RFI – Chronique Carrefour de l’Europe du 9 mai 2018, « L’Arctique – Un enjeu pour l’Europe» de » 3’08 à 6’49
Journaliste : Alors, pendant des dizaines d’années, Barbara Kunz, l’Arctique est resté figé du fait de la Guerre froide, d’une part, et puis d’une relative stabilité de température, ce n’est qu’avec le réchauffement climatique et la fonte des glaces que la situation géostratégique, économique et, bien sûr, environnementale a évolué pour devenir mouvante. Elle a attiré, entre autres, bien des convoitises. Alors,
si on prend un point de repère : en 20 ans, l’Arctique a perdu un million-six-cent-mille kilomètres carrés de glace, c’est à peu près 3x la superficie de la France, c’est considérable. Est-ce qu’on peut dire que la géographie est en train de changer sous nos yeux ?

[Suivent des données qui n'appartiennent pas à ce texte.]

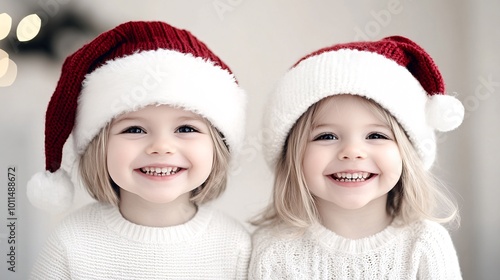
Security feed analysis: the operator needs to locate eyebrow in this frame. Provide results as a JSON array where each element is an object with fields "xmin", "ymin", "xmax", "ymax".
[
  {"xmin": 111, "ymin": 115, "xmax": 206, "ymax": 124},
  {"xmin": 312, "ymin": 123, "xmax": 392, "ymax": 130}
]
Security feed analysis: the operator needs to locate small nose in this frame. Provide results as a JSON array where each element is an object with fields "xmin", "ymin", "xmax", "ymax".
[
  {"xmin": 338, "ymin": 142, "xmax": 366, "ymax": 160},
  {"xmin": 146, "ymin": 134, "xmax": 176, "ymax": 155}
]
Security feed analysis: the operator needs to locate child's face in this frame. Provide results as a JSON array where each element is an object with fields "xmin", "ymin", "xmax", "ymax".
[
  {"xmin": 107, "ymin": 105, "xmax": 214, "ymax": 206},
  {"xmin": 302, "ymin": 95, "xmax": 402, "ymax": 214}
]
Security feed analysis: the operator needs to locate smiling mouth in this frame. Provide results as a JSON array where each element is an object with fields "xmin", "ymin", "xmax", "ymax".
[
  {"xmin": 331, "ymin": 172, "xmax": 375, "ymax": 182},
  {"xmin": 140, "ymin": 167, "xmax": 182, "ymax": 176}
]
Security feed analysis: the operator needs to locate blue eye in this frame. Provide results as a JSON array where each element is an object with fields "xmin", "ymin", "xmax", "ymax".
[
  {"xmin": 366, "ymin": 132, "xmax": 389, "ymax": 139},
  {"xmin": 122, "ymin": 126, "xmax": 146, "ymax": 134},
  {"xmin": 175, "ymin": 125, "xmax": 198, "ymax": 133},
  {"xmin": 313, "ymin": 133, "xmax": 339, "ymax": 141}
]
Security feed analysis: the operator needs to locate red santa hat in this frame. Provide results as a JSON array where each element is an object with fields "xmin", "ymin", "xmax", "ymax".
[
  {"xmin": 264, "ymin": 36, "xmax": 464, "ymax": 169},
  {"xmin": 27, "ymin": 22, "xmax": 246, "ymax": 212}
]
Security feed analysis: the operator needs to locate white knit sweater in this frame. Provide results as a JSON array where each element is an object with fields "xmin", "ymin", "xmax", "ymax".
[
  {"xmin": 31, "ymin": 203, "xmax": 251, "ymax": 280},
  {"xmin": 249, "ymin": 221, "xmax": 462, "ymax": 280}
]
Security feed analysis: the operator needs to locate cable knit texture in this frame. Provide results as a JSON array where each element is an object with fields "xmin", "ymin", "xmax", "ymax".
[
  {"xmin": 31, "ymin": 203, "xmax": 251, "ymax": 280},
  {"xmin": 249, "ymin": 221, "xmax": 462, "ymax": 280}
]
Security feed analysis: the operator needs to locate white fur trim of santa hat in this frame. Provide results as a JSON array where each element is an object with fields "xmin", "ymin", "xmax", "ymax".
[{"xmin": 264, "ymin": 49, "xmax": 464, "ymax": 168}]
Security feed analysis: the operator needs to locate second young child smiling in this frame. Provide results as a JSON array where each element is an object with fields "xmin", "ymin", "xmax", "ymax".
[{"xmin": 302, "ymin": 95, "xmax": 402, "ymax": 238}]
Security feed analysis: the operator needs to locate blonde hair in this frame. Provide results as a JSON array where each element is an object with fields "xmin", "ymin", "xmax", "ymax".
[
  {"xmin": 79, "ymin": 119, "xmax": 230, "ymax": 205},
  {"xmin": 252, "ymin": 96, "xmax": 459, "ymax": 229}
]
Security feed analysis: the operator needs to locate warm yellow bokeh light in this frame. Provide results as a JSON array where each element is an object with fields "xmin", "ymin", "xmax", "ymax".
[
  {"xmin": 16, "ymin": 14, "xmax": 42, "ymax": 42},
  {"xmin": 0, "ymin": 49, "xmax": 9, "ymax": 77},
  {"xmin": 0, "ymin": 13, "xmax": 12, "ymax": 40},
  {"xmin": 0, "ymin": 59, "xmax": 17, "ymax": 87}
]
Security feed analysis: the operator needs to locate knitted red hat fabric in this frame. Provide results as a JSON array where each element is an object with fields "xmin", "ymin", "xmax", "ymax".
[
  {"xmin": 28, "ymin": 21, "xmax": 246, "ymax": 212},
  {"xmin": 264, "ymin": 36, "xmax": 464, "ymax": 169}
]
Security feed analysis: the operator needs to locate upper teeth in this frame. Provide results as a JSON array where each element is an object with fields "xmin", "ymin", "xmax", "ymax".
[
  {"xmin": 141, "ymin": 167, "xmax": 180, "ymax": 176},
  {"xmin": 335, "ymin": 172, "xmax": 370, "ymax": 181}
]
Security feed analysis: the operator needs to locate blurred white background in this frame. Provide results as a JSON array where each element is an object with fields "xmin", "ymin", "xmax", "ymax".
[{"xmin": 0, "ymin": 0, "xmax": 500, "ymax": 279}]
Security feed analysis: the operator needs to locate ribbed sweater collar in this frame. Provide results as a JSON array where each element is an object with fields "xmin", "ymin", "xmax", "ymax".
[
  {"xmin": 99, "ymin": 204, "xmax": 212, "ymax": 244},
  {"xmin": 307, "ymin": 221, "xmax": 404, "ymax": 254}
]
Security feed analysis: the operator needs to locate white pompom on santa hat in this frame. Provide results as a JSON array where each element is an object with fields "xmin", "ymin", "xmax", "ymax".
[{"xmin": 264, "ymin": 36, "xmax": 464, "ymax": 169}]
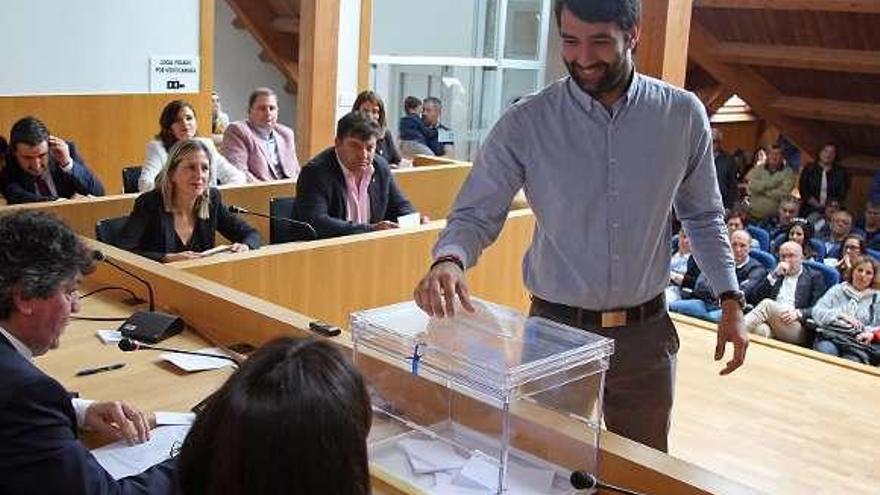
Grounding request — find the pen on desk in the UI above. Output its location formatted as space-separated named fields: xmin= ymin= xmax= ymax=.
xmin=76 ymin=363 xmax=125 ymax=376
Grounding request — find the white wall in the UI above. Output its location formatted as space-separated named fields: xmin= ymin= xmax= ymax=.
xmin=0 ymin=0 xmax=199 ymax=96
xmin=371 ymin=0 xmax=485 ymax=57
xmin=214 ymin=0 xmax=296 ymax=127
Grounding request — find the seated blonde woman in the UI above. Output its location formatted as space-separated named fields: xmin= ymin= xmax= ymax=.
xmin=813 ymin=256 xmax=880 ymax=364
xmin=138 ymin=100 xmax=247 ymax=192
xmin=118 ymin=139 xmax=260 ymax=262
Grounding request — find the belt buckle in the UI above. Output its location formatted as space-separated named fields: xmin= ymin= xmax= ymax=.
xmin=602 ymin=311 xmax=626 ymax=328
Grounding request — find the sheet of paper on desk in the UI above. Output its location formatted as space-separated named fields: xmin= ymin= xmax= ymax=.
xmin=156 ymin=411 xmax=196 ymax=426
xmin=92 ymin=425 xmax=190 ymax=480
xmin=159 ymin=347 xmax=232 ymax=373
xmin=397 ymin=212 xmax=422 ymax=227
xmin=398 ymin=439 xmax=467 ymax=474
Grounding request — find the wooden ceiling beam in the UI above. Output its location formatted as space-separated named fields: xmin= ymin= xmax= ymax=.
xmin=713 ymin=42 xmax=880 ymax=74
xmin=694 ymin=0 xmax=880 ymax=14
xmin=771 ymin=96 xmax=880 ymax=126
xmin=688 ymin=19 xmax=827 ymax=155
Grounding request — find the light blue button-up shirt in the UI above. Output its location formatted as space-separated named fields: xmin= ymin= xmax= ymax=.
xmin=434 ymin=74 xmax=737 ymax=310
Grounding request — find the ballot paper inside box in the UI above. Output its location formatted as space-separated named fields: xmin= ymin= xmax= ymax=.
xmin=351 ymin=300 xmax=613 ymax=495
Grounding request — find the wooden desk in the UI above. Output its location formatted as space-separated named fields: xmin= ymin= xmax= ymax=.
xmin=0 ymin=162 xmax=471 ymax=244
xmin=35 ymin=286 xmax=231 ymax=411
xmin=75 ymin=238 xmax=757 ymax=495
xmin=170 ymin=218 xmax=880 ymax=494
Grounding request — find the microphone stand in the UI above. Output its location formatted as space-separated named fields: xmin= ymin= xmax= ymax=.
xmin=118 ymin=338 xmax=241 ymax=365
xmin=227 ymin=205 xmax=318 ymax=241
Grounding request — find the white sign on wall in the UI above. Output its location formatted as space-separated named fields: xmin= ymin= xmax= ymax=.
xmin=150 ymin=56 xmax=199 ymax=93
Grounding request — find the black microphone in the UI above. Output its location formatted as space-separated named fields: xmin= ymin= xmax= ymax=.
xmin=92 ymin=249 xmax=156 ymax=311
xmin=226 ymin=205 xmax=318 ymax=241
xmin=568 ymin=471 xmax=644 ymax=495
xmin=117 ymin=338 xmax=239 ymax=365
xmin=92 ymin=249 xmax=183 ymax=342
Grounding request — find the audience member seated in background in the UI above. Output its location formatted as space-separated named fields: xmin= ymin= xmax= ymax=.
xmin=119 ymin=139 xmax=260 ymax=262
xmin=666 ymin=229 xmax=691 ymax=303
xmin=813 ymin=256 xmax=880 ymax=364
xmin=761 ymin=196 xmax=801 ymax=239
xmin=223 ymin=88 xmax=299 ymax=181
xmin=397 ymin=96 xmax=437 ymax=159
xmin=178 ymin=337 xmax=372 ymax=495
xmin=825 ymin=234 xmax=867 ymax=280
xmin=724 ymin=208 xmax=760 ymax=248
xmin=669 ymin=230 xmax=767 ymax=323
xmin=138 ymin=100 xmax=247 ymax=192
xmin=856 ymin=201 xmax=880 ymax=249
xmin=807 ymin=198 xmax=841 ymax=239
xmin=771 ymin=218 xmax=822 ymax=261
xmin=744 ymin=241 xmax=825 ymax=345
xmin=712 ymin=127 xmax=739 ymax=209
xmin=0 ymin=117 xmax=104 ymax=204
xmin=0 ymin=211 xmax=174 ymax=495
xmin=211 ymin=91 xmax=229 ymax=134
xmin=748 ymin=146 xmax=795 ymax=220
xmin=352 ymin=90 xmax=401 ymax=168
xmin=422 ymin=96 xmax=455 ymax=157
xmin=294 ymin=112 xmax=428 ymax=238
xmin=820 ymin=210 xmax=852 ymax=253
xmin=798 ymin=143 xmax=849 ymax=217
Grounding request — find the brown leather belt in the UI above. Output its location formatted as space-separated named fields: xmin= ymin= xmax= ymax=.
xmin=532 ymin=293 xmax=666 ymax=328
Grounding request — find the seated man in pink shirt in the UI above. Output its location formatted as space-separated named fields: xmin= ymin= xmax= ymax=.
xmin=222 ymin=88 xmax=299 ymax=182
xmin=294 ymin=112 xmax=428 ymax=238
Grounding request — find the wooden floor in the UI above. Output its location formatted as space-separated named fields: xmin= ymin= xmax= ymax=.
xmin=670 ymin=320 xmax=880 ymax=495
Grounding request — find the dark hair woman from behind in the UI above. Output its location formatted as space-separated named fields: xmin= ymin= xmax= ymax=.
xmin=178 ymin=337 xmax=372 ymax=495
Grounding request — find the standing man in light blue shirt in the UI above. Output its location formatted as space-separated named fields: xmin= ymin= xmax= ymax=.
xmin=414 ymin=0 xmax=748 ymax=451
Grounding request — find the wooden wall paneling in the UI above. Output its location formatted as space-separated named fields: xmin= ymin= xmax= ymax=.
xmin=296 ymin=0 xmax=339 ymax=162
xmin=358 ymin=0 xmax=373 ymax=91
xmin=0 ymin=0 xmax=215 ymax=194
xmin=635 ymin=0 xmax=693 ymax=87
xmin=393 ymin=163 xmax=471 ymax=220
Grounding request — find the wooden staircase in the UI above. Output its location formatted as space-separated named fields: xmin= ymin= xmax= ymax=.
xmin=226 ymin=0 xmax=300 ymax=94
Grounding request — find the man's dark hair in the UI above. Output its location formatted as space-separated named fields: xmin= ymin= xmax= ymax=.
xmin=9 ymin=116 xmax=49 ymax=151
xmin=177 ymin=337 xmax=372 ymax=495
xmin=336 ymin=111 xmax=382 ymax=141
xmin=555 ymin=0 xmax=642 ymax=31
xmin=0 ymin=211 xmax=95 ymax=320
xmin=422 ymin=96 xmax=443 ymax=108
xmin=248 ymin=87 xmax=278 ymax=110
xmin=403 ymin=96 xmax=422 ymax=113
xmin=156 ymin=100 xmax=196 ymax=151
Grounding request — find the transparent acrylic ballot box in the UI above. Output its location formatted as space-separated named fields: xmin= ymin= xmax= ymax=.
xmin=351 ymin=300 xmax=614 ymax=495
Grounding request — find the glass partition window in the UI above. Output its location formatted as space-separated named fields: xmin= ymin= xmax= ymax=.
xmin=370 ymin=0 xmax=552 ymax=160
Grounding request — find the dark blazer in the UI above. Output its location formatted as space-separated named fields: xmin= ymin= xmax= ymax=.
xmin=753 ymin=265 xmax=826 ymax=318
xmin=118 ymin=187 xmax=260 ymax=261
xmin=798 ymin=163 xmax=849 ymax=217
xmin=0 ymin=335 xmax=175 ymax=495
xmin=0 ymin=141 xmax=104 ymax=204
xmin=294 ymin=146 xmax=416 ymax=238
xmin=715 ymin=150 xmax=739 ymax=209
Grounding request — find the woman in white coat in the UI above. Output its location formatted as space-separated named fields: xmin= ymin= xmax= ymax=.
xmin=138 ymin=100 xmax=247 ymax=192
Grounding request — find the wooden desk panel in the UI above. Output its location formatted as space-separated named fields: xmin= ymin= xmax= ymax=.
xmin=67 ymin=248 xmax=757 ymax=495
xmin=173 ymin=210 xmax=534 ymax=327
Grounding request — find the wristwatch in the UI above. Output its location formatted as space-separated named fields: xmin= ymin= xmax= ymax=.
xmin=718 ymin=290 xmax=746 ymax=309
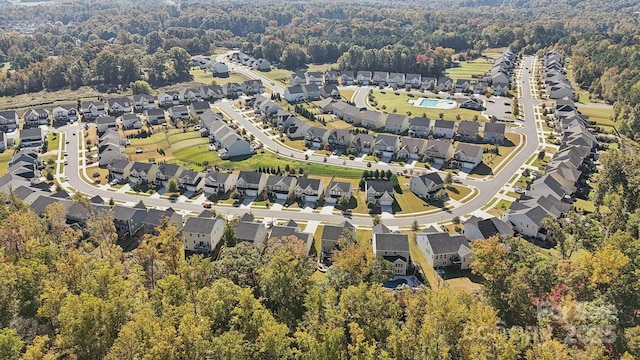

Barbara Kunz : Alors, oui, effectivement, la… la géographie est en train de… de changer sous… sous nos yeux, ce qui a plusieurs conséquences. Donc, il y a à la fois des revendications territoriales dans l’Arctique qui… qui sont aussi liées à cette disparition de… de la banquise qui… qui permettent notamment des… des explorations scientifiques pour déterminer les territoires des différents pays, d’une autre manière que lorsque… lorsque tout était couvert de glace. La deuxième dimension, ce sont, bien sûr, les ressources naturelles qu’on pense pouvoir trouver dans cette région, qui sont convoitées par beaucoup d’acteurs, les cinq, mais aussi des puissances externes et bien sûr des entreprises. Mais à tout cela, s’ajoute aussi une dimension qui est externe, à la région elle-même, ce qui est la dimension géopolitique mondiale, disons, la… le retour de… de rivalité entre la Russie et l’Occident.
Journaliste : On va bien évidemment y revenir. André Gatollin, la première conséquence, elle est d’abord environnementale. Est-ce qu’on est conscients, est-ce qu’on a imaginé toutes les conséquences que pourraient avoir ce réchauffement et cette fonte des glaces ou pas encore ?
André Gatollin : Je pense qu’on est conscient d’une partie des choses qui vont se produire parce que les travaux du GIEC n’ont cessé d’apporter des éléments supplémentaires, mais on voit, d’un rapport de GIEC à l’autre de nouvelles découvertes…
Journaliste : Alors le GIEC, on peut rappeler en deux mots…
André Gatollin : Oui, c’est le regroupement des scientifiques internationaux qui travaillent sur le climat qui, très majoritairement, à 95% des scientifiques climatologues disent qu’il y a effectivement une perturbation, un dérèglement climatique qui se traduit par un réchauffement au niveau global de la planète. Il faut être là aussi très prudent, parce qu’on sait que ces changements-là, on parle de la fonte des glaces, mais la fonte des glaces elle-même a des effets sur les courants marins. Et aujourd’hui, on constate de plus en plus que le Gulf stream, perd d’intensité en arrivant, en remontant les côtes européennes et on pense qu’à l’horizon de quelques années, le Gulf stream risque de… de tourner au sein l’Océan atlantique assez tôt, c’est-à-dire, il ne viendra plus réchauffer ces parties qui sont la Grande-Bretagne, La Norvège, le Svalbard et les côtes du Groenland et de l’Islande.
Journaliste : Donc c’est très paradoxal, c’est-à-dire que le réchauffement climatique se traduirait par un rafraichissement des côtes ?
André Gatollin : Absolument, c’est-à-dire qu’il n’y a pas un effet uniforme du réchauffement climatique, d’ailleurs, heureusement qu’on a les océans parce que les océans captent une grande partie du réchauffement, mais on sait notamment dans les zones les plus glacées de la planète, c’est le cas de l’Arctique, de l’Antarctique, mais aussi, par exemple, du Plateau tibétain et de l’Himalaya que la vitesse,
dans tous les cas, le niveau du réchauffement au cours de ces dernières années est deux fois, deux fois et demie supérieur à celui de la moyenne de la planète. Donc, on sait qu’il y a des effets sur les zones froides, mais il y a aussi des effets sur nos océans, nos courants marins, qui sont… et nos courants aériens aussi avec le jet stream, qui sont les éléments régulateurs et qui fait que notamment l’Europe est une zone tempérée.